Experimental Evidence for the Influence of Electromagnetic Fields on Atomic Structure

Electromagnetic (EM) fields can significantly alter ceramic synthesis, inducing rapid, low-temperature crystallization and phase transitions not observed via conventional routes. Due to these benefits, EM field-assisted methods hold tremendous promise and may be used to access atomic structures or phase compositions not attainable without EM field exposure. However, a lack of understanding surrounding the mechanisms underlying EM field effects in materials has limited the widespread application of these processes. The mechanisms of EM field-induced structural changes are generally attributed to one of two sources: (1) thermal effects such as rapid heating rates or more efficient heating, or (2) non-thermal EM field effects such as field-induced mass transport or defect generation. Distinguishing between these two potential mechanisms has proven difficult, and a key component missing from prior studies is information regarding how applied EM fields influence the local atomic structure and resultant phase stability. Open questions also exist regarding the magnitude of local electric field intensities near nucleation sites and the interplay between local electric field intensity, local atomic structure, and phase stability.

This dissertation sheds light on the mechanisms underlying EM field-assisted synthesis, demonstrating that EM fields induce local electric field intensities and oxygen defects which influence atomic structure in ways not replicable via purely thermal processes. This is accomplished via synchrotron x-ray characterization and the development of in-situ techniques monitoring electric fields and atomic structure during EM field exposure. A microwave radiation (MWR)-assisted thin film growth technique is utilized which localizes electric field absorption to the thin film substrate, enabling the study of atomic structure at a known EM field interaction site.
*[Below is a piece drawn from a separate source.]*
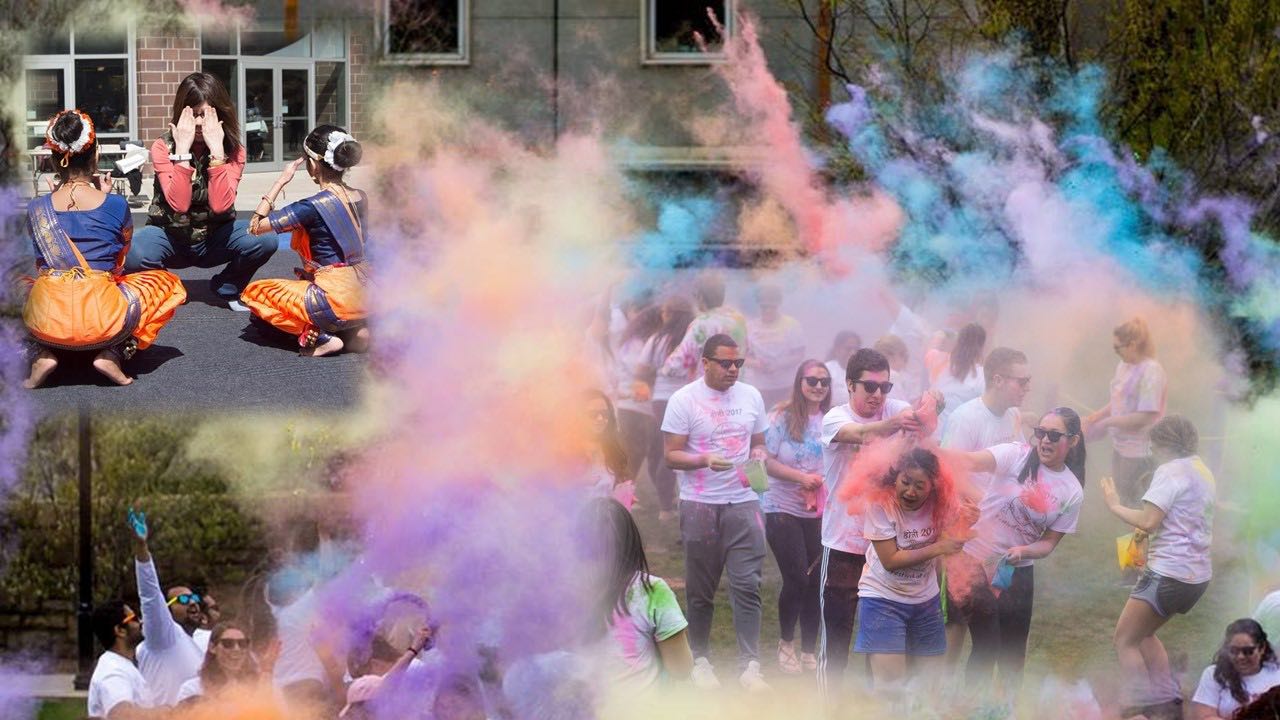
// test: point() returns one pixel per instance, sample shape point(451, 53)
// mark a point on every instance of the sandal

Synchrotron x-ray pair distribution function (PDF) analysis and x-ray absorption spectroscopy (XAS) are used to analyze both the local and long-range atomic structure of MWR-grown ceramic oxide thin films and demonstrate that MWR exposure results in large oxygen defect concentrations and local structural distortions. Coupling these results with first principles calculations indicates that the local distortions modify the free energy landscape and explain the phase stability observed during EM field-assisted synthesis.
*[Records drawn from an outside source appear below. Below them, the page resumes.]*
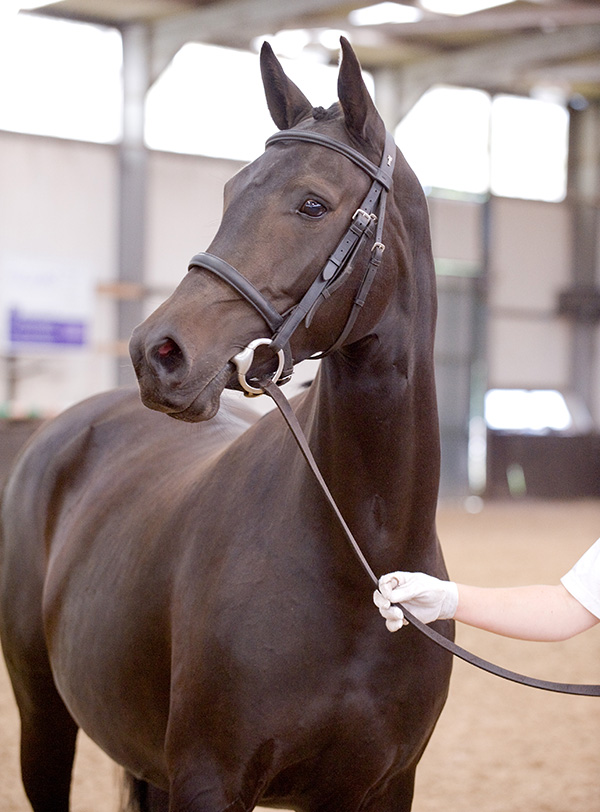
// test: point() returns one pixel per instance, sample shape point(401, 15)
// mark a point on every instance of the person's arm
point(542, 613)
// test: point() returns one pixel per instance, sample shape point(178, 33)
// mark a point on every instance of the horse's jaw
point(192, 405)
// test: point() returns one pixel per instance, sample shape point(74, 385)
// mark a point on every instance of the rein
point(559, 687)
point(333, 274)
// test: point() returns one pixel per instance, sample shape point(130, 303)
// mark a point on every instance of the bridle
point(333, 274)
point(369, 215)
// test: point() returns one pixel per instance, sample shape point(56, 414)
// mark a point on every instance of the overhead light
point(287, 43)
point(383, 13)
point(457, 8)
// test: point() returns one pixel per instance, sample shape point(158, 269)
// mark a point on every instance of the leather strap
point(559, 687)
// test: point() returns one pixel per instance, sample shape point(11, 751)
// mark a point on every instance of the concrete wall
point(58, 203)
Two novel in-situ characterization techniques which provide information regarding dynamic changes as MWR is applied are also developed in this dissertation. The first capability developed provides the ability to monitor atomic structure during MWR exposure via in-situ synchrotron x-ray characterization. A custom-built microwave reactor is designed which enables simultaneous MWR input and x-ray input/output while allowing for custom sample environments inside the microwave waveguide. MWR-assisted growth of SnO2 nanoparticles is monitored throughout phase formation and reveals that the synthetic pathway during MWR-assisted synthesis differs significantly compared to synthesis without EM field exposure. The source of these differences is found to be distortions on the oxygen sublattice which predate crystalline phase formation, further confirming the role of oxygen defects in mediating EM field-assisted reactions. The second technique, microwave cyclic voltammetry (MW-CV), measures local electric field intensities at the substrate-thin film interface via changes in surface charge buildup during MWR exposure. An orders-of-magnitude increase in the electric field intensity at the interface is found to occur due to MWR absorption. Linking these results with x-ray PDF data indicates that the high local electric fields can serve as a driving force for defect formation.

These findings, along with the instrumentation developed enabling in-situ characterization, open the door for future investigations to explore tuning EM field parameters to achieve desired atomic structures and material properties.